Чуть ли не ежедневно приходил ко мне и подававший большие надежды гимназист, хоть и не «гуревич», Евгений Михайлович Кузьмин. Обладая способностями исключительными, всех забивая начитанностью и смелостью обобщений, а также веселым задором, он слыл фениксом среди нас. Женя Кузьмин был товарищем услужливым, верным застрельщиком в наших юношеских проделках. В эпизоде с Александром Добролюбовым ему выпала наименее благодарная роль.
Представить надо еще двух участников, раньше чем перейти к самому эпизоду, к вечеру, организованному у меня на квартире (Надеждинская 11) в честь Александра Добролюбова.
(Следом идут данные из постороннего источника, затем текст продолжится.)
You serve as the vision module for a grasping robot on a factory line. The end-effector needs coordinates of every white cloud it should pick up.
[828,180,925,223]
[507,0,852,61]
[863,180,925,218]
Во-первых — Тардов, он часто заходил с Фан-дер-Флитом и выразительно читал свои лирические строфы во вкусе не то Фофанова, не то Апухтина:
Мирно спит старый сад густолиственный.
Ночь волшебная негой таинственной
И томительной лени полна…
Тардов, тоже не «гуревич», был ростом мал, большеголов, белёсорус и судил о стихах авторитетно; я побаивался его критики и не дерзал прочесть ему юношеской своей поэмы «Хаскэм».
Зато восторженно хвалил эту поэму другой гимназист-гуревич, испытанный друг мой, Лев Александрович Велихов. С ним в течение долгих лет мы были неразлучны; в его семье я был принят как родной, вместе путешествовали мы по Европе, исколесили Италию, ездили в Испанию, как-то ненароком попали даже в Соединенные Штаты. Левушка был юноша недюжинных способностей, почитатель муз и общественник-идеалист, играл мастерски в шахматы (все мы играли запоем, но плохо), философствовал до хрипоты, курил папиросу за папиросой и пел горловым тенором в гимназическом хоре. Осмью годами позже он был избран в депутаты Третьей Думы от курии домовладельцев Петербурга.